In 1976, Hayek proposed that a government’s monopoly over the issue of currency in its country should be broken. He argued that any body, public or private, should be allowed to issue currency, and these bodies would be forced by competition to keep their currencies stable. It is likely that the resulting private currencies would have a fixed value relative to one or more commodities for two reasons: firstly, it would limit the total value of currency in existence, which in turn would drastically reduce inflation. Secondly, it will enable these currencies to be used in legitimately in countries with legal tender laws (like Britain). A legal tender law ensures that any debts in a private currency can also be paid in the currency mentioned in the law (Sterling, in Britain’s case). Declaring that a unit of private currency is worth a fixed amount of one or more commodities means a debt in the private currency could be paid by providing enough of a second currency to purchase the commodities that the debt represents on the open market.

I believe that these private currencies exist today. There are already institutions that issue perpetual, zero-coupon notes with values proportional to one or more commodities. Millions of these notes are traded on stock exchanges every day (though not quite as many as other major currencies). I am referring to commodity-backed exchange traded funds (ETFs). Debts denominated in shares of an ETF can be paid in any currency by buying these shares on the market to deliver to the creditor. Existing ETFs allow the number of shares in circulation to be increased or reduced; anyone can give the fund money to buy more commodities in return for new shares, and existing shareholders can compel the fund to sell some of its backing commodities to redeem their shares in another currency.

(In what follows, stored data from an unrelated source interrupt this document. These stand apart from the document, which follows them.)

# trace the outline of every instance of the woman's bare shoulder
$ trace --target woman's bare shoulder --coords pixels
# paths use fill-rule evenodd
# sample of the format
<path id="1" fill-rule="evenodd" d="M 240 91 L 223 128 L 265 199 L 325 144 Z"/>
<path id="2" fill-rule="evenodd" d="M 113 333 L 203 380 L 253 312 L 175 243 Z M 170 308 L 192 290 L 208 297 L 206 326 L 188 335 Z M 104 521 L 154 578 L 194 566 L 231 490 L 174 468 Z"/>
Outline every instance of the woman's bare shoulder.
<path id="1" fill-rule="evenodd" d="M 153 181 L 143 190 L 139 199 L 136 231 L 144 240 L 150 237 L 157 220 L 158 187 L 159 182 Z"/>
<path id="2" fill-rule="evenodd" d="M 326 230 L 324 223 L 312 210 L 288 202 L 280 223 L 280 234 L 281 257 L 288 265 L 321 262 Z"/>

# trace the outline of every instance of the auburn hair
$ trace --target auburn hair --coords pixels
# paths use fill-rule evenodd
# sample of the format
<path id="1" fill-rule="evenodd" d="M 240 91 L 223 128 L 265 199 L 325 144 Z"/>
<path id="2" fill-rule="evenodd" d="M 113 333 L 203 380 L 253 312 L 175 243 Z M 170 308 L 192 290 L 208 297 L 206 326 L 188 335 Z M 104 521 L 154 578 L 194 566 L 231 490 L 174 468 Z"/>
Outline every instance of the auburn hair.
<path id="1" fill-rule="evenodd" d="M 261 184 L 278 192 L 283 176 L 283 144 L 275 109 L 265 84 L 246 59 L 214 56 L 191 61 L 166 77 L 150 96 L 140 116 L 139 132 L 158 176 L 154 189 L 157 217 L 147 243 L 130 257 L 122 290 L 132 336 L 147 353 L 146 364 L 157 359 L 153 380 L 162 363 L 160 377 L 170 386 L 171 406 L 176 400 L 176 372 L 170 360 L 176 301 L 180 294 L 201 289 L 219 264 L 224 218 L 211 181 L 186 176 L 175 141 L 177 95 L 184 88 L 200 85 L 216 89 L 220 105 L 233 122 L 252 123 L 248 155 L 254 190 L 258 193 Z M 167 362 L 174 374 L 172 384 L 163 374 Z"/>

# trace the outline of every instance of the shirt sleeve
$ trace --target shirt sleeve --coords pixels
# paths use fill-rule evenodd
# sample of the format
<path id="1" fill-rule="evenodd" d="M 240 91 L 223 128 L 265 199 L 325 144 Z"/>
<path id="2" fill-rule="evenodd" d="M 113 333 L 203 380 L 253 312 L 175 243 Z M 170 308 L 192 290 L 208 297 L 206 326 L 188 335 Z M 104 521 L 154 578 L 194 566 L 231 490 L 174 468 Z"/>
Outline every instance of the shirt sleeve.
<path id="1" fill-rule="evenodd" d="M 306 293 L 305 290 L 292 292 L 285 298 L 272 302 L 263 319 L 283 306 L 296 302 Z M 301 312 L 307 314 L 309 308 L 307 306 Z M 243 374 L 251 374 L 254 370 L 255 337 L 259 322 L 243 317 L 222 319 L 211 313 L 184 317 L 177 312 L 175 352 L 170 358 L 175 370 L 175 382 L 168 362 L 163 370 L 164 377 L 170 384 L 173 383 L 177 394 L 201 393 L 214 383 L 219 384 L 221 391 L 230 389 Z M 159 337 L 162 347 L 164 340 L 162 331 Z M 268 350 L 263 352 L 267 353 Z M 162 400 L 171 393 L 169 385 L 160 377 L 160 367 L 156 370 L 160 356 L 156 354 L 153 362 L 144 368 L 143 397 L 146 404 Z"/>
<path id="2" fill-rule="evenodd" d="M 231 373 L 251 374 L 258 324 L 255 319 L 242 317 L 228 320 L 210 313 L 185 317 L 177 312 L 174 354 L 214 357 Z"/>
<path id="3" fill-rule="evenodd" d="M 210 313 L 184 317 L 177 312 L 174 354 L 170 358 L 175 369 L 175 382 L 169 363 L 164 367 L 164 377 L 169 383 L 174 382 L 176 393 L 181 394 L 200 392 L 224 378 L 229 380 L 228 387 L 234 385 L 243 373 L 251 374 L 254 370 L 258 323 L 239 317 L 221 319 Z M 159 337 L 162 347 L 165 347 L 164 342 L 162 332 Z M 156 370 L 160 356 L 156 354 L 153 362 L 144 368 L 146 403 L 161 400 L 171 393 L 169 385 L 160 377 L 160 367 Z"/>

Hayek has said currency is an adjective, so these notes can already be referred to as a private currency. The next step towards breaking the government’s monopoly over the issue of money is for companies or individuals to start lending and taking deposits of these shares. As long as the interest (in shares) gathered from loans exceeds the interest paid (in shares) to depositors, this activity will be profitable. I imagine there is already a large demand in terms of depositors of shares, given that there are people who are willing to hold these shares for no interest. Given that we are in an economy of nominal deflation, there should be no shortage of people willing to borrow these notes either.

Hayek also believed that if a government was the only issuer of money, then monetary policy would become politicised to the detriment of the economy. It will therefore be interesting to watch Zimbabwe as its government has suspended their own currency, thereby opening the market to competition. The public can now choose to use a variety of currencies, some of whom are issued by government with no political interest in Zimbabwe. Time will tell whether competition and the removal of national politics from monetary policy will increase price stability in Zimbabwe.